In the article on the Coolidge, I outlined three questions that’ll guide these reports in the long-term: What are these institutions doing for their workers? How are they doing their work, if possible, while closed? And what must they do, if anything, to survive? And so I’ll try to keep the information contained in these more general update posts to matters directly related to one or all of the above, as well.
AgX Film Collective
• An all-volunteer, artist run film collective, AgX recently sent an email to supporters requesting donations to help cover funds lost as a result of the pandemic. “[Public workshops, skillshares, and screenings] keep our non-profit, artist-run space active and provide a vital form of financial, artistic and communal support”, the message read. “Yet, in addition to having to cancel all these activities, many of our members now find themselves struggling financially and forced to reduce or pause their membership dues, a crucial source of funding for us.” Those wanting to support AgX can donate on a one-time or monthly basis here.
• On the subject of fundraising, there has been good news and bad news for the nonprofit Brattle Theatre.
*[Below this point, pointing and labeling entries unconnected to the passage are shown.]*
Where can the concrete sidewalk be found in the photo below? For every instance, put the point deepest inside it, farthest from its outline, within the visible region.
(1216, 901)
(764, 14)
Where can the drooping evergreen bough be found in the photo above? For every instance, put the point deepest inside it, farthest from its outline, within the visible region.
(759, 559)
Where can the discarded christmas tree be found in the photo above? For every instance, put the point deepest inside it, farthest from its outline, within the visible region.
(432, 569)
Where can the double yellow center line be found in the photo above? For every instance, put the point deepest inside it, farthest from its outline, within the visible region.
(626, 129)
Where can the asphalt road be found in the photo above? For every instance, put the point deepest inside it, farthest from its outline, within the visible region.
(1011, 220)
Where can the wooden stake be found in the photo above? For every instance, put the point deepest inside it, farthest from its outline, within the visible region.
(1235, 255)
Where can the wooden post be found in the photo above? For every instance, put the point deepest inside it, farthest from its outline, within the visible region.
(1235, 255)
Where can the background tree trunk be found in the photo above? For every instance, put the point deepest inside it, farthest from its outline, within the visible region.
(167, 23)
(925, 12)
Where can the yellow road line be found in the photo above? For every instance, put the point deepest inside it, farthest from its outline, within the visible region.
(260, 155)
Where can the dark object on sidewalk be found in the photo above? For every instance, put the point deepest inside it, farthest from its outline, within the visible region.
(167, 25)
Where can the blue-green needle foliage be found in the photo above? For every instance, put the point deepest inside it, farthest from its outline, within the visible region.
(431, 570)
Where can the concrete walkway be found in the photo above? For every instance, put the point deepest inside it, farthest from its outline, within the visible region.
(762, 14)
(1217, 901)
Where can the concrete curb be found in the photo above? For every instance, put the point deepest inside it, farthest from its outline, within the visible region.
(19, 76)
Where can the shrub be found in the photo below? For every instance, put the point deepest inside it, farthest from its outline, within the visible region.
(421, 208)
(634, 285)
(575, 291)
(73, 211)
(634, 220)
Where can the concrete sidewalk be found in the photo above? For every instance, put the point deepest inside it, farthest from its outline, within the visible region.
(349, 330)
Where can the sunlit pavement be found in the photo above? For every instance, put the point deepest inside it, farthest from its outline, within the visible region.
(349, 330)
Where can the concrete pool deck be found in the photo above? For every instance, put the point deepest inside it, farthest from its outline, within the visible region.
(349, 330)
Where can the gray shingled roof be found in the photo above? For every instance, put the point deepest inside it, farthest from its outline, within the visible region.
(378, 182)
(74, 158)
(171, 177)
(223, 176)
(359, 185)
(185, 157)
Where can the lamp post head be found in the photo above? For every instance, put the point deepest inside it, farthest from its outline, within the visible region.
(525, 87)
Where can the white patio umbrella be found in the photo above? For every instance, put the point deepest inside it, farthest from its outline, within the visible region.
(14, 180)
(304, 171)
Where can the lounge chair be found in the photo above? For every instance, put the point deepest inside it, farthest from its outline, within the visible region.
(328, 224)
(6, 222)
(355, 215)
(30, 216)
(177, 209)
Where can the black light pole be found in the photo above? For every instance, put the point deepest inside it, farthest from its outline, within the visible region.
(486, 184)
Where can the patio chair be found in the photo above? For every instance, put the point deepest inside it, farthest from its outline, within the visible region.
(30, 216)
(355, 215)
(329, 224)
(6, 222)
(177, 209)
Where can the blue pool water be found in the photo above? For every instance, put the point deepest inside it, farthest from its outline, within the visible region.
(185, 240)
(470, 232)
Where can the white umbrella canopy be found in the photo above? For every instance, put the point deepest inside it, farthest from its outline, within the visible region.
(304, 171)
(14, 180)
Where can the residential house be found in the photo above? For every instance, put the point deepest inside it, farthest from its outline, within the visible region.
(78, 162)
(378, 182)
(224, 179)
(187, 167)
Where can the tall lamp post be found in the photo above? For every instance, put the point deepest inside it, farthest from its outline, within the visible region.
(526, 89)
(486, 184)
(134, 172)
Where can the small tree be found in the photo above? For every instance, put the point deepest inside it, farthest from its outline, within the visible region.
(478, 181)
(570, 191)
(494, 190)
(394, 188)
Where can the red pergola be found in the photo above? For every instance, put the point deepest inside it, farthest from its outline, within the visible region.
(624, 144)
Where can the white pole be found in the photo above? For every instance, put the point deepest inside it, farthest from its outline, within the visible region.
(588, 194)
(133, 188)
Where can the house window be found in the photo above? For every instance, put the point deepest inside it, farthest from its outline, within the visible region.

First, the good news: The Brattle was approved for an emergency grant from the Art-House America Campaign, a GoFundMe campaign organized in part by Janus Films and the Criterion Collection. Those wanting to donate to the Art-House America Campaign can do so here (although we’ll note that if you wish to support local institutions the best way to do so is by donating to them directly).
• And now, the bad news: “We received the disappointing news that our application to join the Payroll Protection Program had not yet been approved before the Small Business Association ran out of initial funding (despite submitting it on the day the applications opened!)” according to an email the Brattle sent to its mailing list on April 17. “This puts us in a complicated and uncertain position. It is possible that the program will be re-infused with cash but we do not know when this might happen. In the meantime, we are still in urgent need of funds to keep our employees protected and The Brattle from going dormant in these challenging times.” Those looking to support the Brattle can do so by donating or joining their membership program.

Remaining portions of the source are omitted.